Description
Turkish Eggs, or Cilbir, is a traditional Turkish breakfast dish featuring creamy garlic-infused yogurt topped with perfectly poached eggs, finished with a fragrant spiced butter drizzle made from chili flakes and smoked paprika. This simple yet elegant recipe highlights fresh herbs like dill and mint, offering a vibrant and comforting start to your day.
Ingredients
Yogurt Mixture
- 1 cup Greek or Turkish yogurt
- ½ garlic clove, minced
- A handful of fresh dill, chopped
- A handful of fresh mint leaves, chopped
- Salt and pepper to taste
Poached Eggs
- 2 fresh eggs
- 1 tablespoon vinegar (for poaching eggs)
Spiced Butter
- 2 tablespoons butter
- 1 teaspoon chili flakes
- 1 teaspoon smoked paprika
Instructions
- Prepare the Yogurt: In a bowl, combine the Greek or Turkish yogurt with the minced garlic and the chopped fresh dill and mint.
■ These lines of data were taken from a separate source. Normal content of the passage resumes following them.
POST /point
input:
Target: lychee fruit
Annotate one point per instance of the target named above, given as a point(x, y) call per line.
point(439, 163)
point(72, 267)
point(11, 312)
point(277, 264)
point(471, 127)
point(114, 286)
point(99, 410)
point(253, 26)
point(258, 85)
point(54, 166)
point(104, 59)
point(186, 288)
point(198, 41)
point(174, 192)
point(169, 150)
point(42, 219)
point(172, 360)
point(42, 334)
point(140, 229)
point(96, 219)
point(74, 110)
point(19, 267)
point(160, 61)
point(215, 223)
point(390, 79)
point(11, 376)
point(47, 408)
Mix thoroughly to blend the flavors.
- Season the Yogurt: Add a pinch of salt and some freshly ground pepper to taste, mixing again to ensure the seasoning is evenly distributed.
- Poach the Eggs: Bring a pot of water to a gentle boil, then add the vinegar to the water. This helps the egg whites to coagulate better during poaching.
- Create a Vortex: Use a spoon to stir the boiling water, creating a gentle whirlpool or vortex in the center of the pot.
- Add the Eggs: Crack each egg carefully into the center of the vortex one at a time. The swirling water helps the egg white wrap around the yolk for a neat poached egg.
- Cook the Eggs: Let the eggs poach for approximately 2-3 minutes for a runny yolk or longer if you prefer firmer yolks.
- Make the Spiced Butter: While the eggs are poaching, melt the butter in a small pan over medium heat. Add the chili flakes and smoked paprika, stirring constantly until the butter is aromatic and the spices are well combined.
- Assemble the Dish: Spread the prepared yogurt mixture evenly on your serving plates or a single large plate.
- Top with Eggs and Butter: Gently place the poached eggs on top of the yogurt layer, then drizzle the spiced butter generously over the eggs.
- Garnish and Serve: Finish by garnishing the dish with additional fresh mint and dill leaves. Serve immediately while the eggs are warm and enjoy this flavorful breakfast treat.
Notes
- Use fresh eggs for the best poaching results.
- The vinegar in poaching water helps the egg whites hold together better.
- Adjust chili flakes to taste depending on your spice preference.
- This dish is best served immediately after preparation.
- You can substitute fresh herbs based on availability, such as parsley instead of mint or dill.